Having considered like that, respectable people would never crave after
Exhaustible higher status rebirth.

(99) “The color of your body turns ugly;
There’s no delight in your seat; your flower garlands wilt;
Your clothes become smelly; and sweat comes out on your body,
Which it never did before,”

(100) (These) five early signs that herald your death and shift-down
   from a higher status
Appear to celestials in higher status rebirth states,
Just as signs of death (appear) to humans on earth,
Heralding impending death.

(101) If, at the shift-down from the celestial worlds,
   they’ve no remainder
Left at all of constructive force, they transform, thereafter,
Without control, to a rebirth state as a creeping creature,
   a clutching ghost,
Or a being trapped in a joyless realm, whichever it may be.

(102) The would-be divine also have great mental suffering
Because of hostility, by nature, toward the glory of the celestial ones.
Although having intelligence, they cannot see the truth
Because of obscurations of (their) rebirth state.
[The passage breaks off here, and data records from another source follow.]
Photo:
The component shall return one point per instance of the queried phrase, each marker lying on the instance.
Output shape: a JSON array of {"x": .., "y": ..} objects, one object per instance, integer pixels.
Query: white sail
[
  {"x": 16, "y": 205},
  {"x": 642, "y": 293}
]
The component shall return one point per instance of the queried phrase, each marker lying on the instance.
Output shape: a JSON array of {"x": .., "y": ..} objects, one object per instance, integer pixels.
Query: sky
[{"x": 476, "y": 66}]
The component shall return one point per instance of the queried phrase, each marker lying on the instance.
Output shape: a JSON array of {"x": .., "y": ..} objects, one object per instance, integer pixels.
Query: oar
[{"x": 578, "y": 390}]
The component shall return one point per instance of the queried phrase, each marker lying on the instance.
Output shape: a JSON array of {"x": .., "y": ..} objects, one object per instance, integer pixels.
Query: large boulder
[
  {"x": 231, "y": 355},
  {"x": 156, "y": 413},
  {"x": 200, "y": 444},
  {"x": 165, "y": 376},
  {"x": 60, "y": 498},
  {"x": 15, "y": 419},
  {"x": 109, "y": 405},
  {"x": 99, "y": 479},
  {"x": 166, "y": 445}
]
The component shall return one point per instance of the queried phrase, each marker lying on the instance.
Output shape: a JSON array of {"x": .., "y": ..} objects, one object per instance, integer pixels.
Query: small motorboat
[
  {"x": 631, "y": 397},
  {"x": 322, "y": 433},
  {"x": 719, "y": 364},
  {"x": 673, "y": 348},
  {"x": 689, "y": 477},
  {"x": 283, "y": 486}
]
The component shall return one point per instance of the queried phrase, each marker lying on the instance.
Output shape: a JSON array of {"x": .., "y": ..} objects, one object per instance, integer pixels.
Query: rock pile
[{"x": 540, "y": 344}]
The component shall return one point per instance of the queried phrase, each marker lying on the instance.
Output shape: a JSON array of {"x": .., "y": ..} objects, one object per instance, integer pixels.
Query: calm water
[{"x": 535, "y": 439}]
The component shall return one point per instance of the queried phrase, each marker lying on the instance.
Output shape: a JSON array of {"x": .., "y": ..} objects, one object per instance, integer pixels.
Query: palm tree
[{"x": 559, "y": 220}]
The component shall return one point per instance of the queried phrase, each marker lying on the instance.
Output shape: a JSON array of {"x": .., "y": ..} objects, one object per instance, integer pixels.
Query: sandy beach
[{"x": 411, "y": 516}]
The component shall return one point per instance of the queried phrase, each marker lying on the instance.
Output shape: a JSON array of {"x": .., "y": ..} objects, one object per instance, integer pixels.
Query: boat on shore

(103) Since recurring samsara’s like that, there’s no wonderful rebirth
As a celestial, a human, a joyless realm being, a clutching ghost,
   or a creeping creature.
So know that rebirth is something that turns out to be
(No more than) a vessel for numerous harms.

(104) So, even if a fire has suddenly broken out on your head
   or your clothing,
Give up trying to cast them off, and make effort instead
For the sake of trying to extinguish further compulsive rebirth.
There’s no other necessity more superior than that.

(105) With ethical self-disciplines, discriminating awareness,
   and mental stability,
Attain a high state of nirvana, pacified, tamed, and without any stains,
With no aging, no dying, and never depleting,
Parted from earth, water, fire, and wind, sun, and moon.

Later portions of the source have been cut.